Me Alain Parenteau était vice-président aux affaires juridiques à la Société québécoise des infrastructures, le principal architecte de la loi 1 du PQ pour priver de contrats publics les professionnels crapuleux. Il est devenu «administrateur invité auprès du directeur général de l'ENAP». Vice-président à la SHQ, Jean-François Arteau est passé «titulaire hors structure» au même organisme, à 139 000$ toujours. Directrice générale de l'Office des personnes handicapées, Sylvie Tremblay est mise sur la touche aussi toujours à 138 000$, comme «titulaire hors structure en prêt de services auprès du PDG par intérim de l'Agence de la santé de Laval. Une autre nomination du gouvernement Marois est aiguillée sur une voie de garage: Josée Tremblay, qui était secrétaire générale associée à la Capitale-Nationale, est elle aussi garée à l'ENAP, toujours à 148 000$.

Lise Verreault était sous-ministre au superministère de la Santé, elle avait conservé le même niveau à l'enseignement supérieur. Elle conserve son salaire de 229 000$ même si elle devient sous-ministre adjointe sous François Blais.

À l'étranger

L'ex-journaliste Dominique Poirier avait été nommée à New York par le gouvernement Marois, on lui a maintenu son salaire de 180 000$ mais elle est passée en prêt de service pour les relations internationales de la Ville de Montréal.
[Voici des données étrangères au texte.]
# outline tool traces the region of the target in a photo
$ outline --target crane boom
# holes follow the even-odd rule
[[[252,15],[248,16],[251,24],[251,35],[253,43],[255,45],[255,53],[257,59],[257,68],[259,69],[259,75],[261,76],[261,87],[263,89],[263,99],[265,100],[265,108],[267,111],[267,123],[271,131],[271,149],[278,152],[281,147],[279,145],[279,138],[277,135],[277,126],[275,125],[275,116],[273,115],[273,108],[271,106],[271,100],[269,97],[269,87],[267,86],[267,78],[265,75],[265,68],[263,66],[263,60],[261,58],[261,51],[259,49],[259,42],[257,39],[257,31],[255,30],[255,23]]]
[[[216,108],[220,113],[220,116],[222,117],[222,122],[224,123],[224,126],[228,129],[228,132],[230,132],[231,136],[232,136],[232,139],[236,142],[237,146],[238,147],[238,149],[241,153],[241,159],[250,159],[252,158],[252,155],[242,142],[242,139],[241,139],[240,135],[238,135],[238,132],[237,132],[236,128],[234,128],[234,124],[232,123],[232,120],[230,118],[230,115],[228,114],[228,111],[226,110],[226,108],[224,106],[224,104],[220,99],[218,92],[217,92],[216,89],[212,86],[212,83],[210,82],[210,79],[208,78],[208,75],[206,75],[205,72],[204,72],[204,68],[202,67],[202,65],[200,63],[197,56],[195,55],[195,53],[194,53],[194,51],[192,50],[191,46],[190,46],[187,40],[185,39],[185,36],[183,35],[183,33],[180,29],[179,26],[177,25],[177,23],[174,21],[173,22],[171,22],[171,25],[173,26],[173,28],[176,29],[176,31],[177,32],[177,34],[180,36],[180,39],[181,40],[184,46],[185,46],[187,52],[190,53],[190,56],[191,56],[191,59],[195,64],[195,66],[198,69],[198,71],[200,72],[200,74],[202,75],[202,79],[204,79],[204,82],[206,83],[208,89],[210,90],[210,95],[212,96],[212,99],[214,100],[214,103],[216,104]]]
L'arrivée du gouvernement Couillard a aussi fait rouler des têtes dans les délégations à l'étranger. À Munich, le délégué général Michel Côté a quitté ses fonctions avec une indemnité de départ de 49 000$, Caroline Emond a reçu 26 000$ pour quitter son poste à Bruxelles, Richard Yves Le Lay, 32 000$ pour la fin de son contrat à Ottawa, et Stéphane Paquet, 29 000$ pour le rachat de son mandat de délégué à Londres. Dans les organismes, Michel Létourneau a obtenu 109 000$ pour la fin de son contrat comme président de la Régie du cinéma où le PQ avait délogé France Boucher, mandarin libéral, transférée depuis l'automne 2012, à plein salaire, à la Régie des installations olympiques.